Sarebbe facile definire Sergio Marchionne come l’eroe dei due mondi. Dopo Giuseppe Garibaldi è certamente il manager franco canadese il più degno a succedergli. Ed è un augurio che non nasconde doppi sensi perché per lui non c’è nessuna isola di Caprera in vista. Eppure qualche dubbio rimane. Non fosse altro perché a Marchionne il nuovo mondo piace molto più di quello vecchio. Angusta e claustrofobica l’Europa, vasta e piena di promesse l’America. E così a chi gli chiede conto, anche all’interno dell’azienda e persino da una imbarazzata proprietà, della progressiva perdita di quota nel vecchio continente, risponde citando le future scelte di Toyota.
C’è da pensare che le informazioni di prima mano non gli manchino perché a capo del marchio Fiat c’è ora quell’Andrea Formica che nella filiale europea della casa giapponese ha ricoperto fino a qualche mese fa, il ruolo di vicepresidente con delega alle vendite, marketing e pianificazione prodotto. Una strategia che potrebbe rendere più comprensibile l’abbandono di Toyota da parte di Andrea Formica ma anche di Massimo Nordico passato alla Volkswagen dopo essere stato il responsabile europeo della marca delle tre ellissi.

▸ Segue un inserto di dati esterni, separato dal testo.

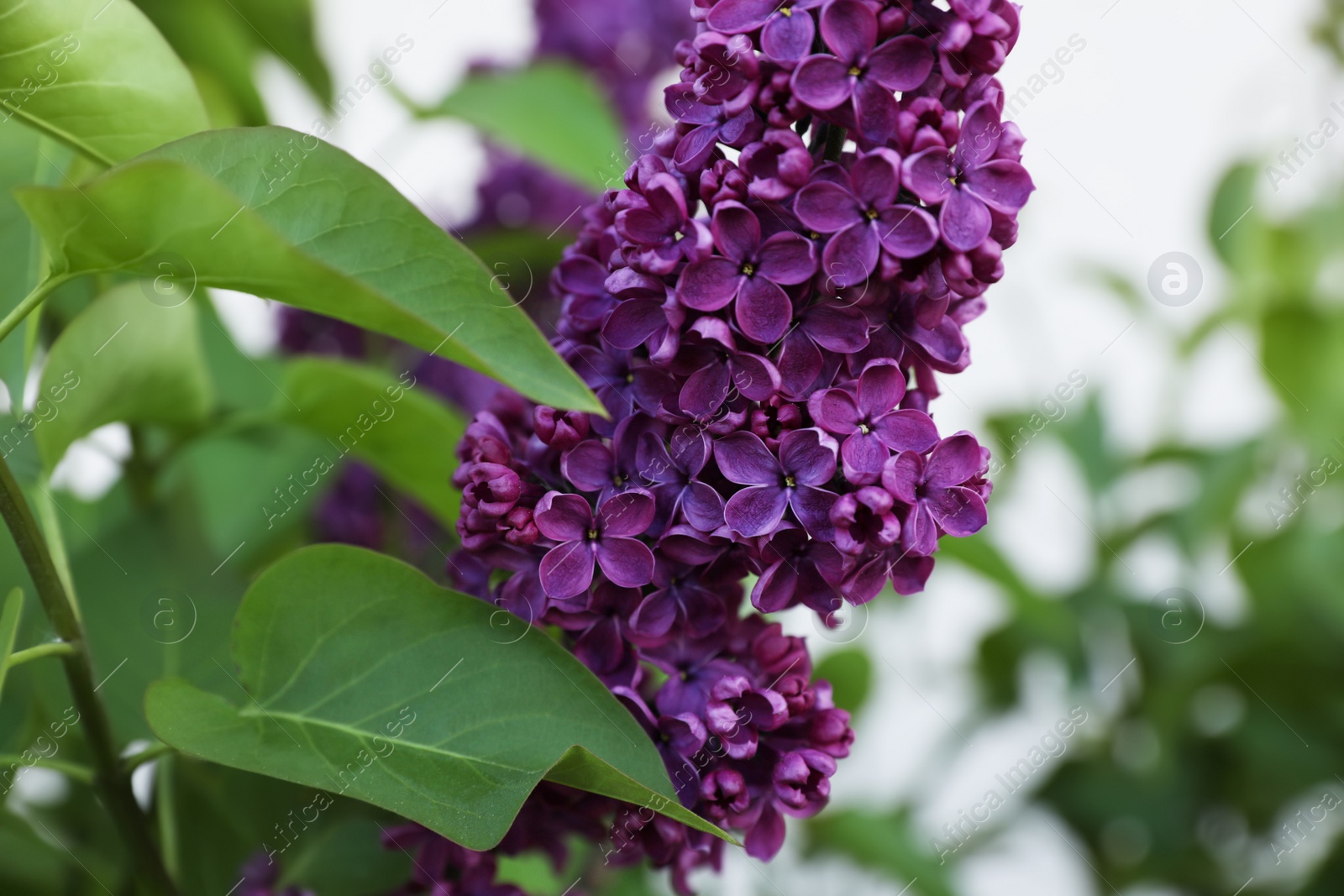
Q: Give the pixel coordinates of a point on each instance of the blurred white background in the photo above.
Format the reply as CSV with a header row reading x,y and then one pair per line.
x,y
1126,144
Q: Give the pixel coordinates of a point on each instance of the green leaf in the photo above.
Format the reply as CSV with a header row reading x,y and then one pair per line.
x,y
94,76
19,159
1236,230
402,432
10,618
213,40
248,485
222,40
365,678
123,359
284,215
850,673
553,112
286,29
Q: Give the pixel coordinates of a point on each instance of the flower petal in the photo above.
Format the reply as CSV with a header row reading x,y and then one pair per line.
x,y
835,411
980,134
822,82
709,285
739,16
625,515
1005,186
808,456
564,517
690,449
837,328
927,175
754,376
902,63
706,391
756,511
880,387
964,221
851,255
920,532
788,259
655,616
907,430
812,506
743,458
902,476
953,461
827,207
875,110
568,570
696,148
877,179
633,322
786,36
737,231
907,231
774,590
862,457
703,506
960,512
763,311
850,29
625,562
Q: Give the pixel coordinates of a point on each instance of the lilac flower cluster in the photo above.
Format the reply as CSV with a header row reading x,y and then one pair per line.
x,y
763,312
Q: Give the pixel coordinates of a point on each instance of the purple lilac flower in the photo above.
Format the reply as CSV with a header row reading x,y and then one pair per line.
x,y
785,31
871,422
860,208
936,488
974,181
764,329
750,275
806,461
605,539
862,71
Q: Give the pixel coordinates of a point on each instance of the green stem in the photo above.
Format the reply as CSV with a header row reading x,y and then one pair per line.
x,y
54,649
113,785
80,773
30,302
55,543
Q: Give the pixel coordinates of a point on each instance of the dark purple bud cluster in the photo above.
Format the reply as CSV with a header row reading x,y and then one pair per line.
x,y
763,312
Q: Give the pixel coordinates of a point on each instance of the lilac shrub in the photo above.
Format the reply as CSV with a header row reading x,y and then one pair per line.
x,y
763,311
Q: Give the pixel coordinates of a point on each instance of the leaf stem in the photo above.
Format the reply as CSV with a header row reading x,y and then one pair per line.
x,y
31,301
54,649
109,778
80,773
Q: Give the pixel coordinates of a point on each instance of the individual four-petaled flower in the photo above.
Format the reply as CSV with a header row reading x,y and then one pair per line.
x,y
605,539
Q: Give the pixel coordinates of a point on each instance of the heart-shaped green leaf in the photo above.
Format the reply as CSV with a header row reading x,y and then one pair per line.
x,y
10,618
124,359
553,112
386,421
284,215
94,76
363,678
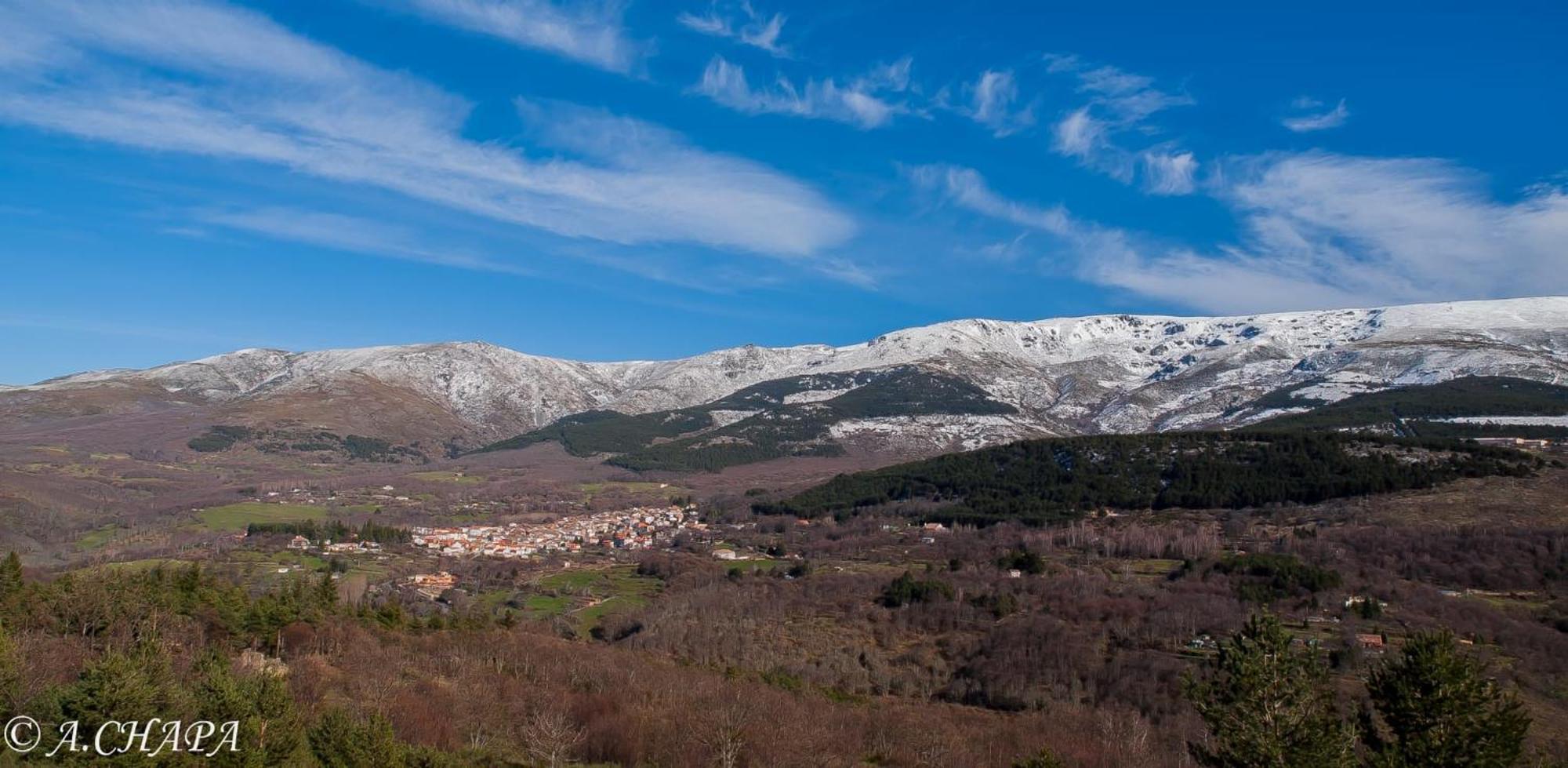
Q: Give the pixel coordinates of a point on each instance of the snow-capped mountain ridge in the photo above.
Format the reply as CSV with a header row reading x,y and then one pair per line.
x,y
1067,375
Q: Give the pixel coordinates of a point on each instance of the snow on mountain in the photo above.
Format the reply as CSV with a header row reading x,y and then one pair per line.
x,y
1065,377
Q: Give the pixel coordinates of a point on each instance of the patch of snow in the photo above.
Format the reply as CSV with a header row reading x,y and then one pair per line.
x,y
1509,420
813,395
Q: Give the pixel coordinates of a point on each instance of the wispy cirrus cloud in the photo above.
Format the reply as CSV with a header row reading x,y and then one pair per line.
x,y
993,102
216,80
1316,231
589,31
868,100
1315,116
739,22
344,232
1119,105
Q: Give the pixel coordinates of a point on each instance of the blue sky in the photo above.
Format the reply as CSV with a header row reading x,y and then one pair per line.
x,y
617,180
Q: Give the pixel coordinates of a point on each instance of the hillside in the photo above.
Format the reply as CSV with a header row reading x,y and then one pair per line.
x,y
1094,375
1054,480
775,419
1475,406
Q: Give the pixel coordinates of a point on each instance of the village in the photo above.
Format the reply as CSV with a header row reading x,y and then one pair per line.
x,y
639,527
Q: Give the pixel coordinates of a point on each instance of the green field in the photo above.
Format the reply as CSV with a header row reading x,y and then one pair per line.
x,y
98,538
448,477
234,518
597,593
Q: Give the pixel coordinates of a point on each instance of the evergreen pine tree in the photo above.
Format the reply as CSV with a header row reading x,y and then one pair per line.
x,y
339,741
1442,711
270,731
1269,704
10,577
10,676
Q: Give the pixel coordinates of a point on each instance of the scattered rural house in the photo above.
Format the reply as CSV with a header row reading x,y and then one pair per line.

In breve Toyota sarebbe pronta a rinunciare alla difesa ad oltranza della sua presenza in Europa. Mercato ritenuto troppo competitivo per consentire ricavi accettabili. Grandi sforzi, quindi, e magri ricavi. E per la verità, nonostante i livelli qualitativi del prodotto, la positiva percezione dei suoi valori da parte del consumatore e della leadersheep conclamata nel campo delle vetture a basse emissioni, non ha mai ottenuto il successo che si sarebbe aspettata a fronte di investimenti così rilevanti. Ed infatti il 4.5% di quota si confronta con una percentuale analoga (esclusa l’Iitalia, naturalmente) da parte di Fiat. Che di investimenti, almeno in questi ultimi tempi, ne ha fatti davvero pochini.
E se questa è la decisione della grande Toyota allora perché non accodarsi ed occuparsi di un mercato americano che si può ormai affrontare a pieno titolo grazie alla maggioranza in Chrysler. Tutto logico se non fosse per la diversa dimensione dei due gruppi. Toyota, nonostante le difficoltà dovute alla catastrofe giapponese, rimane un leader a livello mondiale. Negli Stati Uniti nei primi tre mesi dell’anno ha venduto 150.000 auto più della Chrysler, e due suoi modelli figurano al quinto ed al settimo posto tra la top ten delle vetture più vendute. La presenza in Cina e India è in crescita e gli effetti del terremoto potranno comunque essere rapidamente neutralizzati.
Per Fiat il discorso è diverso. Rinunciare a difendere la quota in Europa significa trovarsi davanti a contrazioni rilevanti delle vendite in valore assoluto, solo in parte compensate da quelle di Chrysler che, pure in crescita negli Usa, sembra ancora molto lontana dalla redditività di Ford e GM. Senza contare che con il prezzo del gallone di carburante al di sopra dei quattro dollari nel breve andrebbero in crisi proprio i suoi modelli di maggior successo.
Perché se la Fiat è stata scelta da Obama per moralizzare gli americani sul piano di consumi ed emissioni, è pur vero che la tenuta di Chrysler è affidata ai pick up della Dodge equipaggiati con motori di vecchia generazione, cilindrata elevata e consumi smisurati. Una situazione transitoria in attesa del nuovo Suv destinato ad essere prodotto a Mirafiori con il marchio Alfa Romeo e Jeep che-potrebbe però rivelarsi non competitivo sul piano dei costi e quindi su quello dei prezzi. Produrre in euro e vendere in dollari, almeno allo stato attuale del cambio, potrebbe rivelarsi insostenibile. E qualcuno, negli Stati Uniti, ha cominciato ad attirare l’attenzione di Marchionne su questo tema.